Ao final, troquei uma ideia com o Sandro Massafera da produtora Arena Rock. Analisando o ano passado (como boa frequentadora dos eventos da Arena) sei que não contemplaram a música autoral de Juiz de Fora. Colocaram vários músicos e bandas da cidade para tocar frequentemente, sem dúvida, mas eram sempre bandas cover ou que faziam releituras. Por isso, fiquei bastante contente quando vi que deram largada em 2016, promovendo uma noite de sábado no Cultural com bandas que tocam repertório autoral. O Sandro me explicou que a Arena tinha um projeto engavetado chamado Rock Set, em que três bandas autorais e independentes de Juiz de Fora tocariam 45 minutos de repertório próprio. Porém, segundo ele, estava sendo complicado colocar a ideia pra rodar em uma casa de show, em que realmente não tem ou tinha o propósito de movimentar a cultura de bandas com som autoral.

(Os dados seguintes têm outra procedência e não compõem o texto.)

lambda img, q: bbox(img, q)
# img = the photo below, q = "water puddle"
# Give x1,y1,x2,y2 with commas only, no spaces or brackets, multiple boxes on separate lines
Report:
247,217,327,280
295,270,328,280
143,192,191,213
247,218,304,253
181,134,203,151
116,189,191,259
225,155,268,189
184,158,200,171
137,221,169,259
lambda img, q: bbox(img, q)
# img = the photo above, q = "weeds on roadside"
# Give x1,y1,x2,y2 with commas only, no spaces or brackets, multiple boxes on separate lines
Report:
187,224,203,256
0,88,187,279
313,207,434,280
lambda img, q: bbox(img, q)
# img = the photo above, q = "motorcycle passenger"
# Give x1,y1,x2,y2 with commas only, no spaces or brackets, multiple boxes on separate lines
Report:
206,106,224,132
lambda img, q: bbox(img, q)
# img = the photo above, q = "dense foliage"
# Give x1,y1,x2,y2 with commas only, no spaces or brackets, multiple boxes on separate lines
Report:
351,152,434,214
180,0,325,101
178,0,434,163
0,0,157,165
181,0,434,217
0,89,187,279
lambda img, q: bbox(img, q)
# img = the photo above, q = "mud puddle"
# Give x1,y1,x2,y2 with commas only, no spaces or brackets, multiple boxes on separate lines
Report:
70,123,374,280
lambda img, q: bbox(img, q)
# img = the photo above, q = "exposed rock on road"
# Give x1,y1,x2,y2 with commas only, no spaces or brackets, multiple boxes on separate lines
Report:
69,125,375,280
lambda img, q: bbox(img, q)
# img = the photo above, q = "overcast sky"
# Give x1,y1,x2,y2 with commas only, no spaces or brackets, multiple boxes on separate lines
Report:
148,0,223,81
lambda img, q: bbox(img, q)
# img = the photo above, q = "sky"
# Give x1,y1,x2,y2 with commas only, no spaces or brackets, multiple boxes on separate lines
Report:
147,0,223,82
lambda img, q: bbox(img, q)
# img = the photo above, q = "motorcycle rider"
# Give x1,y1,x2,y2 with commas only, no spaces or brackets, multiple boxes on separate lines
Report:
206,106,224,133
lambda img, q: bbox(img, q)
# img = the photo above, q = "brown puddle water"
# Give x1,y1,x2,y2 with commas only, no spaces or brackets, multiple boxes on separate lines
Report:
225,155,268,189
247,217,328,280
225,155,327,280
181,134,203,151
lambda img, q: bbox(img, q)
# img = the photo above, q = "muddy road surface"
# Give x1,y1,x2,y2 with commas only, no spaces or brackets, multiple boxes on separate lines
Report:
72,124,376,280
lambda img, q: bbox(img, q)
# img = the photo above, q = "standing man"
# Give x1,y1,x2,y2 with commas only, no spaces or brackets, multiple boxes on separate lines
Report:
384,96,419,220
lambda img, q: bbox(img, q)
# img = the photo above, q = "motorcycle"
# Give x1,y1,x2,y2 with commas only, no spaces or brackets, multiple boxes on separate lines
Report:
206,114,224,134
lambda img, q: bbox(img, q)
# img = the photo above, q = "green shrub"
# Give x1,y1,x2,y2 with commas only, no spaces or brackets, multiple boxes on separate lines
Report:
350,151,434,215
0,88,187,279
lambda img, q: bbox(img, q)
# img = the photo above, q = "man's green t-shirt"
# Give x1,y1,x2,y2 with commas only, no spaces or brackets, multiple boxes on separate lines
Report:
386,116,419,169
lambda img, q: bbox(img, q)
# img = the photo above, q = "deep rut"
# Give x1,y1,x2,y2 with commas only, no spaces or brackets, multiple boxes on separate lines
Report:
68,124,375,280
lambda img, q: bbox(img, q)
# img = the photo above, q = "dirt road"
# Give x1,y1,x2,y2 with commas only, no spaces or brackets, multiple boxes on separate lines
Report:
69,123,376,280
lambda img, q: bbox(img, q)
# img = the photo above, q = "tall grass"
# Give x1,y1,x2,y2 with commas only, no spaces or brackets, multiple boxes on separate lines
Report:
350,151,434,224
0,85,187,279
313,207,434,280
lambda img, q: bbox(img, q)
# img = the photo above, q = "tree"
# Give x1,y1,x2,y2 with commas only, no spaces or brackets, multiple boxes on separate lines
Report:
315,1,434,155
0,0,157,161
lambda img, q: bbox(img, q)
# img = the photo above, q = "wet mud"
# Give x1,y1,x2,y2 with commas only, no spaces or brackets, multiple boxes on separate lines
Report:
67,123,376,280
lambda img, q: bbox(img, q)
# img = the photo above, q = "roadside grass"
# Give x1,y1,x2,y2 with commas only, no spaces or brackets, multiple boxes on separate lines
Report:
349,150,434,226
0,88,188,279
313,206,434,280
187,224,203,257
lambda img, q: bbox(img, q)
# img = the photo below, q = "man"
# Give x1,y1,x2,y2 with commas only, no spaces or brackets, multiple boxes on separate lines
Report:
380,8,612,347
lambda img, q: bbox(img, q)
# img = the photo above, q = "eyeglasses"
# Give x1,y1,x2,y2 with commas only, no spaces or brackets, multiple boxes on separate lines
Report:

Depois de um 2015 mais efervescente para os compositores daqui, a Arena Rock anunciou o evento no formato do idealizado, o Rock Set. Lembro bem de quando abri o facebook e vi, me deixou muito feliz e logo enviei uma mensagem para um dos músicos da The Basement, animada com a notícia. Eu acho que o que a produtora realizou serve de incentivo para as bandas continuarem criando e gravando. A gente espera, agora, que mais eventos como esse apareçam ao longo do ano. Essa é a forma de fazer com que as bandas mostrem seu som, mais pessoas se interessem e comessem a frequentar os eventos, chamem os amigos e assim, a cada vez a casa vai conseguir vender mais ingressos, como um ciclo que vai se adaptando e envolvendo o público. Para Sandro, "o principal para a cena autoral acontecer, são as bandas se envolverem. A gente tem que fazer com que esses músicos entendam que o autoral vai funcionar na nossa região, na nossa cidade, se eles fizerem o público deles. O som que eles fazem é para o público, eles têm que carregar essa galera junto com eles, onde quer que eles apareçam". E ao final, quando perguntei sobre como a Arena Rock pode contribuir, o Sandro falou "trabalhando mais com as bandas, incentivando mais e fazendo com que aconteçam outras noites como essa".